Sloan Lake, also known as Sloan's Lake and Sloans Lake is a body of water, park, and neighborhood in Denver, Colorado, US. The neighborhood is located on the northwest side of Denver. The lake is the central feature of Sloan's Lake Park, which is managed by the Parks and Recreation division of the City and County of Denver.

Sloan Lake is located on the western edge of Denver's city limits, adjacent to the suburbs of Lakewood, Edgewater and Wheat Ridge. The approximate boundaries are Sheridan Boulevard to the west, 17th Avenue to the south, Raleigh St. to the east, and 26th Avenue to the north. There are no tributary streams to the lake.

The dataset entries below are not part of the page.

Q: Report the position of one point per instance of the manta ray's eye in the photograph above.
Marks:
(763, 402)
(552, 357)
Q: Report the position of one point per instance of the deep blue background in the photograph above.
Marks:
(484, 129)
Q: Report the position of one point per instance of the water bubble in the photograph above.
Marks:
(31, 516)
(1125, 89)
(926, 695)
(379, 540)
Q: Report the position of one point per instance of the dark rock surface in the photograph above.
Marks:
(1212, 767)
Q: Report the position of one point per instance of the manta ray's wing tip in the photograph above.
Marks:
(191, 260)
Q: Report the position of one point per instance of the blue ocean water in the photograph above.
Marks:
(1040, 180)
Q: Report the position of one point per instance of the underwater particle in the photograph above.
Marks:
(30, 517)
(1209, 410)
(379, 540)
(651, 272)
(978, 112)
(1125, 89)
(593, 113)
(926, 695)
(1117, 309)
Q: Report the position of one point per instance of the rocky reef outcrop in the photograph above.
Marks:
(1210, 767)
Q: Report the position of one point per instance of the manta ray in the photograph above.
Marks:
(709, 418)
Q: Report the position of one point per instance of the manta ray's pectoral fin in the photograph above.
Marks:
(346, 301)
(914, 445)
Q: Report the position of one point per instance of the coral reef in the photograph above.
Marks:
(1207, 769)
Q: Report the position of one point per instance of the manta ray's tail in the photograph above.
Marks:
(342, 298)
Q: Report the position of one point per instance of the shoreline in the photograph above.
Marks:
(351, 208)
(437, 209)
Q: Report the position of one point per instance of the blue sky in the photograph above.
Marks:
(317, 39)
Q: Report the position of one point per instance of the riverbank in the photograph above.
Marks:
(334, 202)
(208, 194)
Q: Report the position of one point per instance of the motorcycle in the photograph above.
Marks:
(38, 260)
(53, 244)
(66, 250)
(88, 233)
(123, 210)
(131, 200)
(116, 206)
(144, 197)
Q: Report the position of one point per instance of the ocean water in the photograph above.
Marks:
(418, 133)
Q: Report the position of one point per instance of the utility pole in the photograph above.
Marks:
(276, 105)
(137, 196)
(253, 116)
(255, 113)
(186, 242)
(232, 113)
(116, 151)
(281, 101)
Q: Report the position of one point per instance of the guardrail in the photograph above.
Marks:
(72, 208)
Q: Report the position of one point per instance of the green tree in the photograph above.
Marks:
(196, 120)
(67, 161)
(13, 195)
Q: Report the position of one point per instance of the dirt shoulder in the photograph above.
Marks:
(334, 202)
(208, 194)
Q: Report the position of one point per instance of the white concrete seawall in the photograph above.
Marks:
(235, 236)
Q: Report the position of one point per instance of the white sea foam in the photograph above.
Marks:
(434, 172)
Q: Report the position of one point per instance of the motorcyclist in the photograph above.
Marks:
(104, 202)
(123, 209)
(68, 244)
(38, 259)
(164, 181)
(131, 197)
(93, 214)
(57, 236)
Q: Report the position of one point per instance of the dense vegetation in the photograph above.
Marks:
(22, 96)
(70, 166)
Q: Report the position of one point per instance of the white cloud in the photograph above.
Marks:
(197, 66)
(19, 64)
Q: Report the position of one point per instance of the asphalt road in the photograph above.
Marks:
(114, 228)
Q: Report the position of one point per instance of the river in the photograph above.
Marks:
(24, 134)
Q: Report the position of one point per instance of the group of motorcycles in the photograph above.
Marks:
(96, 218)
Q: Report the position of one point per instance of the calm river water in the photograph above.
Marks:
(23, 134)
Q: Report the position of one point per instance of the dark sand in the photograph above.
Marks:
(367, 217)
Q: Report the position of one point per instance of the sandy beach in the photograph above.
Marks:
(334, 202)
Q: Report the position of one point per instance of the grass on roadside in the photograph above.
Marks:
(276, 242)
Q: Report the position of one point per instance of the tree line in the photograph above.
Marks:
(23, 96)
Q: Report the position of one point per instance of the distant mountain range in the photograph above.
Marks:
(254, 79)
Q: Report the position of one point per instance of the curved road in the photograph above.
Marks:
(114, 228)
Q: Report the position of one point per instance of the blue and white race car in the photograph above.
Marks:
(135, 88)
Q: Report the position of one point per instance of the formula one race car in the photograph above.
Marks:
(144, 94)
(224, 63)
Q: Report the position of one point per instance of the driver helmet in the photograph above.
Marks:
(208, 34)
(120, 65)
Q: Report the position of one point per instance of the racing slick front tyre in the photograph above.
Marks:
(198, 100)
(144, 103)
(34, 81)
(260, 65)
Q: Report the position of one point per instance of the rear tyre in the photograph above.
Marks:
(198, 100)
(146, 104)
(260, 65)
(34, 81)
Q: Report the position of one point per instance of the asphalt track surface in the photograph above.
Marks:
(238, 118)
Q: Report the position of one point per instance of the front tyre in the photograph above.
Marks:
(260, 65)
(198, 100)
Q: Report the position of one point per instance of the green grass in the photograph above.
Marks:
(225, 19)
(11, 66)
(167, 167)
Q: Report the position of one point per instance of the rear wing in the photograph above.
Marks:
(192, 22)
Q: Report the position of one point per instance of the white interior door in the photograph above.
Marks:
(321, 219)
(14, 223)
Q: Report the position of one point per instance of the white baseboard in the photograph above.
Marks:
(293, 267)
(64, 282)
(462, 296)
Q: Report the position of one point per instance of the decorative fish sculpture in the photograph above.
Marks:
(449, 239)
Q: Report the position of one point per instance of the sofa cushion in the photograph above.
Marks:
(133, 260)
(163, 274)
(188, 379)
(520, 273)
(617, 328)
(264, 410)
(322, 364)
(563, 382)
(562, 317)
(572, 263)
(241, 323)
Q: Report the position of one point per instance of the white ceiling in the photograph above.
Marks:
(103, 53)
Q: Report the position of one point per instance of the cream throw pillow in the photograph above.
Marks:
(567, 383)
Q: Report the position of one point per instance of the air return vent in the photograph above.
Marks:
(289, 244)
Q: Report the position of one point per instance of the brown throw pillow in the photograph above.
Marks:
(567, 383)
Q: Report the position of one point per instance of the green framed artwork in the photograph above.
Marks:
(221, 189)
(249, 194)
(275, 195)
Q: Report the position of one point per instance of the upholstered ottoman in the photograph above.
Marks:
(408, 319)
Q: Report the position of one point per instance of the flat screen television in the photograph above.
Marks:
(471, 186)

The true history of the creation of Sloan Lake may never be officially known, but during the settlement of the Denver area in the mid to late 19th century, the lake did not exist. A road connecting Denver and the western suburb of Golden crossed through where Sloan Lake is now. A homesteader named Thomas F. Sloan received a patent for the land from US President Andrew Johnson in December 1866. He used the land for agricultural purposes, farming and raising cattle. A commonly accepted legend states that Sloan dug a well on the land, inadvertently tapping into an underground aquifer, and that when he awoke the next morning, part of his farm land was covered in water. That flooded this part of what was known as South Golden Road, and the realigned thoroughfare now known as Colfax Avenue would become the major east-west thoroughfare in this part of the city. However, according to gold rush era stagecoach driver Bill Turner, the lake appeared sometime between when he left for Kansas in June 1861 and when he returned in early 1863. It is possible that Sloan occupied the land prior to patenting it. The lake once exceeded 200 acres (0.81 km2) and extended north and west beyond its current size, but portions were filled north of 25th Avenue and west of Sheridan Boulevard. The area surrounding the lake was once home to an amusement park and swimming facility known as Manhattan Beach. Opened to the public 27 June 1881, it was the first amusement park to be built west of the Mississippi River (it burned down in 1908 and was rebuilt as Luna Park later that year); mishaps and competition from other such attractions in the vicinity (Elitch Gardens and Lakeside Amusement Park) led to its closure in 1914. Cooper Lake, a separate body of water just southeast of Sloan Lake, fell under the jurisdiction of the federal Works Projects Administration in the 1930s, and a plan was developed which involved building channels beneath the surface of the water on both lakes. This essentially created one body of water that has commonly become known as Sloan Lake. The size of the present-day combined Sloan Lake and Cooper Lake is 177 acres (0.72 km2).